WASHINGTON — Having already delivered him a reprieve from reporting to prison, the Supreme Court announced Friday that it would decide whether former Virginia governor Robert McDonnell was rightly convicted of corruption for his efforts on behalf of a businessman who bestowed money and gifts on the governor and his family.

McDonnell’s lawyers had told the court that if his “routine political courtesies” to Richmond businessman Jonnie Williams could be construed as felonies, it would make vulnerable all politicians and arm federal prosecutors “with a frightening degree of control over the political process.”

McDonnell and his wife, Maureen, were convicted in 2014 for intervening with state officials on Williams’s behalf in exchange for $177,000 in loans, vacations and luxury goods. The former governor was sentenced to two years in prison; Maureen McDonnell received a year and a day.

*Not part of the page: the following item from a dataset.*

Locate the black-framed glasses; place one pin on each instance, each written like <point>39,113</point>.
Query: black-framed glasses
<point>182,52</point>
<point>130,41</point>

Both, though, were allowed out on bond with their appeals pending. McDonnell’s conviction was upheld by a unanimous panel of the U.S. Court of Appeals for the 4th Circuit, while Maureen McDonnell’s appeal has been put on hold at that court.

The Justice Department argued there was nothing about the conviction of McDonnell – a one-time rising star in the Republican Party who finished his term in disgrace – that warranted the high court’s attention.

His claims about overzealous prosecution and the threats his conviction held for other officeholders were hyperbole, Solicitor General Donald Verrilli argued.